L’émergence même de ce Nouveau monde n’est en outre que la manifestation concrète de ce que nous avons décrit plus haut :l’affirmation d’une chose qui constitue le rejet violent de ce qui la précède. Mais, dans cette perspective, qu’est-ce qui peut succéder au Nouveau monde si ce n’est l’Ancien monde ? L’Ancien monde n’est-il pas le négatif exact du rejet incarné par l’élection d’Emmanuel Macron ? Le système politique actuel ne peut pas reposer sur un tic-tac, il n’y a pas d’alternative à la Macronie. Puisque ne pouvant se reposer sur un négatif déjà présent dans le système qu’il a établi, Emmanuel Macron n’est-il pas condamné à voir un retour en force tout puissant de l’Ancien monde en guise d’opposition ? Si on reprend l’image de notre yo-yo historique, La République En Marche aurait dû trouver une opposition forte pour établir un nouveau tic-tac entre Macronisme (position haute du yo-yo) et opposition (position basse du yoyo), de sorte à ce que le tic-tac pérennise le système installé par Emmanuel Macron. De plus, lorsqu’on constate la déception qui pèse sur le pouvoir actuel, on ne peut que penser la violence avec laquelle il se fera assurément rejeter. Son système ne prévoit aucune alternative crédible, le Nouveau monde ne s’est posé dans le paysage politique que comme étant en lui-même l’alternative de l’Ancien monde. Ce qui implique naturellement que l’Ancien monde est l’alternative du Nouveau monde, l’Ancien monde est la position haute et le Nouveau monde la position basse de notre yo-yo historique. L’émergence d’un fait en politique induit souvent l’affirmation de son exact contraire : notre règle doit s’appliquer. Manu sera-t-il en 2022 écrasé par le mouvement de l’histoire ?
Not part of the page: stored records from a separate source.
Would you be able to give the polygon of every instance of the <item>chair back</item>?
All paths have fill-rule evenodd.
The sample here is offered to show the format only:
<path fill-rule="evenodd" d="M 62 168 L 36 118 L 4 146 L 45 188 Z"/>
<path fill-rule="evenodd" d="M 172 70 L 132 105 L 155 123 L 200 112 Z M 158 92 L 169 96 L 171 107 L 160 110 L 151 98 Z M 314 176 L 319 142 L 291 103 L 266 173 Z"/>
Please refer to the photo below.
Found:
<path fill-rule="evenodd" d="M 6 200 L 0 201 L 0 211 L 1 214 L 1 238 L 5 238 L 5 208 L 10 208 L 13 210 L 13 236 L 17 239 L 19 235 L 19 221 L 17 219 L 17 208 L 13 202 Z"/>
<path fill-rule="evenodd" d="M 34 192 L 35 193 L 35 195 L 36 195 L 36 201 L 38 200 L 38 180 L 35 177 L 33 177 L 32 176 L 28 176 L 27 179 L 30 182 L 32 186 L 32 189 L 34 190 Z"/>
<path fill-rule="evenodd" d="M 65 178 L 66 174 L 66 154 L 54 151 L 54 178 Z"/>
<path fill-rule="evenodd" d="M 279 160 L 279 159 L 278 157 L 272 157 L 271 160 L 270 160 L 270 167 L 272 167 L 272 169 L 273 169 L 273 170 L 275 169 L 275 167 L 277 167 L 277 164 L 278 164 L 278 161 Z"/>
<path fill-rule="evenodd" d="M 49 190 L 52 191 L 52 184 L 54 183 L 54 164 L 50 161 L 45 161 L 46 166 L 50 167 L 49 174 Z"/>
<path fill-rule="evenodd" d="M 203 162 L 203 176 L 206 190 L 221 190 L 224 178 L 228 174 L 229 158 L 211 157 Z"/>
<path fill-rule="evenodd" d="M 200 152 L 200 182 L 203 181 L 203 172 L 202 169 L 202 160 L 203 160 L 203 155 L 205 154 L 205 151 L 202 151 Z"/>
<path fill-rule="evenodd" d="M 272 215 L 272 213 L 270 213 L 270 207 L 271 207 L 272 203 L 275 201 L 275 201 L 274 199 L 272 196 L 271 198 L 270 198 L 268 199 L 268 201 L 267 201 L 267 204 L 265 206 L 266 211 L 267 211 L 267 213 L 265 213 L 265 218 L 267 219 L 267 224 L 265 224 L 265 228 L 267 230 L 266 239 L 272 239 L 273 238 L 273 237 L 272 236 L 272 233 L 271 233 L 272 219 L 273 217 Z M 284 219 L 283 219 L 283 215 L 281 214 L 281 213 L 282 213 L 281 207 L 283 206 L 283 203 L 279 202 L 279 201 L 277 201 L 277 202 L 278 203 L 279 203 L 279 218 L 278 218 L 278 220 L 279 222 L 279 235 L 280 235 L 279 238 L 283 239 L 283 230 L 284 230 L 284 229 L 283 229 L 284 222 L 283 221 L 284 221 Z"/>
Sa présidence apparaissant comme encore plus indigne et exécrable que celle de son prédecesseur (son père politique se voulant aujourd’hui être un opposant, on retrouve ici une forme de yo-yo historique), il ne fait pas de doute que beaucoup de français regrettent l’Ancien monde, et que beaucoup veulent rendre à la nouveauté la monnaie de sa pièce. On sait par ailleurs la forte propension des français à aimer les retours en arrière, faisant du paysage politique français un éternel music-hall de gens qui disparaissent et reviennent sans arrêt (Nicolas Sarkozy, Alain Juppé, François Fillon, Arnaud Montebourg, Michel Rocard…). Et si le music-hall faisait revenir à l’Elysée quelqu’un qui avait disparu pour revenir ? Qui mieux que François Hollande pourrait être le négatif du Président de la République en exercice ? Il est son père politique, trahi,  il se veut aujourd’hui être son opposant, tenant d’une présidence molle et normale face à un actuel présidentialisme insupportable (encore un yo-yo historique)… Cette idée chemine tellement bien que l’actualité politique tend à indiquer un retour de François Hollande.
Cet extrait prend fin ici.